Es ist Zeit wieder zu investieren, statt noch länger auf Cash zu setzen
Um den Realwert des investierten Kapitals längerfristig zu erhalten, sollte aktuell in Substanzwerte – und dabei insbesondere in Aktien – investiert werden. Gegenwärtig lassen sich zwar mit nicht wenigen Anleihen schweizerischer Unternehmen – aufgrund der Kursentwicklungen und den dank einem starken Schweizer Franken vergleichsweise niedrigen Teuerungsraten – auch noch ansehnliche reale Verfallrenditen erzielen. Unter Berücksichtigung der Kosten für eine Absicherung der Wechselkursrisiken, sowie den höheren Teuerungsraten in den USA und in der Eurozone, sind jedoch Staats- und Unternehmensanleihen aus diesen Währungsräumen für private Anleger real betrachtet auf absehbare Zeit nicht besonders attraktiv.

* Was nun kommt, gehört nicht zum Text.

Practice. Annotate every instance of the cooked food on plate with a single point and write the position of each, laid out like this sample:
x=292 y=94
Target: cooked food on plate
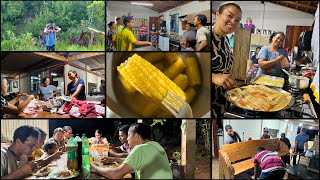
x=269 y=81
x=259 y=98
x=43 y=171
x=64 y=173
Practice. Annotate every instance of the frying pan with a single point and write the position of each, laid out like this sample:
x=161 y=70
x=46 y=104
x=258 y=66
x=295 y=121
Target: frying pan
x=258 y=111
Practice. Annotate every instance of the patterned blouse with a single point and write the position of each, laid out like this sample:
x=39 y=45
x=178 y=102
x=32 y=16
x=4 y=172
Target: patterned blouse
x=222 y=60
x=4 y=103
x=110 y=46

Das Werterhaltungspotenzial von Investitionen in Immobilien ist gegenwärtig schwierig einzuschätzen. Bevölkerungswachstum und Infrastrukturbedarf bleiben allerdings längerfristig weiterhin bestimmende Faktoren für alle Immobilienmärkte. Trotzdem sollten Anleger möglichst nur in Immobilien investieren, bei denen die Einnahmen problemlos an die Kostentwicklungen angepasst werden können.
Gold bringt keine Erträge und die Volatilität des Goldmarktes spricht ebenfalls nicht für diese Anlageform. Erst mit sinkenden Zinssätzen und einem an Wert verlierenden US-Dollar könnte eine spürbare Erholung des Goldpreises einsetzen.

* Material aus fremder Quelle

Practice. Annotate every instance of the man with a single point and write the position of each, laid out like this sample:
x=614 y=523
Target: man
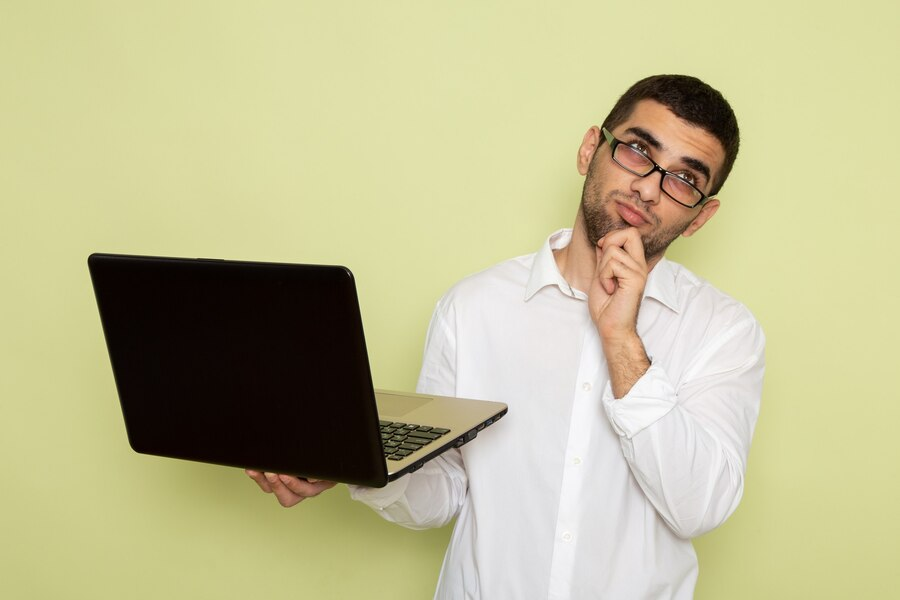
x=633 y=386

Ist es nicht doch zu früh, um wieder in Aktien zu investieren?
Globale Frühindikatoren lassen gegenwärtig eine Stagnation bzw. eine leichte Rezession der Weltwirtschaft in den kommenden Monaten erwarten. Besonders davon betroffen werden die stark exportorientierten sowie die unter den nach wie vor hohen Energieträgerpreisen leidenden Volkswirtschaften sein.
Gegenwärtig ist aufgrund der verfügbaren Daten eine starke Abschwächung der gesamtwirtschaftlichen Dynamik in den USA nicht zu befürchten. Obwohl die gesamtwirtschaftlichen Auswirkungen der Leitzinserhöhungen nur stark verzögert spürbar werden, spricht die aktuelle Datenlage eher für eine sanfte Landung im Jahr 2023, als für eine nicht nur technische Rezession.

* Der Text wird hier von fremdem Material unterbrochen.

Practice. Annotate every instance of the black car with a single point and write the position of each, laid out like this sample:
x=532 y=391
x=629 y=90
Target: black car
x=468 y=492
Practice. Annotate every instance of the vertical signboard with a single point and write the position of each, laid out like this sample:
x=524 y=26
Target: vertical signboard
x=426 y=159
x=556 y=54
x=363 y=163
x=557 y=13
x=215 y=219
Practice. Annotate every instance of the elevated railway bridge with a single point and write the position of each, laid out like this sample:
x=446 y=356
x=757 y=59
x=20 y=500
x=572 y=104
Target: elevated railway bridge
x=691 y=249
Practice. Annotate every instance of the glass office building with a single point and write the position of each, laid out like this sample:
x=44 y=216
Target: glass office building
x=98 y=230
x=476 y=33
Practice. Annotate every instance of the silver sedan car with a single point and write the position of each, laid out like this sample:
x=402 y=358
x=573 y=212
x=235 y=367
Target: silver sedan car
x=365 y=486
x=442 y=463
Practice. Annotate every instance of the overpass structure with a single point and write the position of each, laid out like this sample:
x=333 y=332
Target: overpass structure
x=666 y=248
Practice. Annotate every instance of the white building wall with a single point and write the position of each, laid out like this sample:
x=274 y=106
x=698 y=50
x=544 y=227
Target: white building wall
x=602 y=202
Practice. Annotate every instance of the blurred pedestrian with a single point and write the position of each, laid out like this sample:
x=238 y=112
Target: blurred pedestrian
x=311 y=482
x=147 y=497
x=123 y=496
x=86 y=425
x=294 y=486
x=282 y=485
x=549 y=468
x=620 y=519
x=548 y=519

Die Gewinnerwartungen der Unternehmen zeigen allerdings ein recht gemischtes Bild und mit weiteren Abwärtsrevisionen der Gewinnerwartungen dürfte gerechnet werden.
In Europa zeichnet sich eine Aufwertung von CHF und Euro gegenüber dem US-Dollar ab, und diese wird den Preisdruck in diesen Wirtschaftsräumen verringern und es sowohl der SNB als auch der EZB ermöglichen, die Erhöhungen der Leitzinssätze früher zu beenden als die Fed.
Die Börsen in der Eurozone und in der Schweiz haben seit Anfang Oktober dennoch besser abgeschnitten als die US-Aktienmärkte, auch wenn sich vor allem die Aktien von in den USA beheimateten Tech-Unternehmen aufgrund der vielfach erwarteten Verlangsamung der Zinserhöhungen der Fed etwas erholt haben. Jedoch notieren die Aktienindizes in den USA trotzdem immer noch reicht tiefer als am Jahresanfang.
Fazit
Wird sich die jüngste Erholung der Aktienkurse fortsetzen? Oder werden die Kurse sich nur seitwärts bewegen? Sicher ist nur, dass die Volatilität vorerst hoch bleiben wird. Kursrücksetzer, vor allem in den ersten Monaten des nächsten Jahres, sind nicht völlig auszuschliessen. Ein Ausverkauf ist jedoch in den USA und auch in der Schweiz sowie in der Euro-Zone nicht zu befürchten.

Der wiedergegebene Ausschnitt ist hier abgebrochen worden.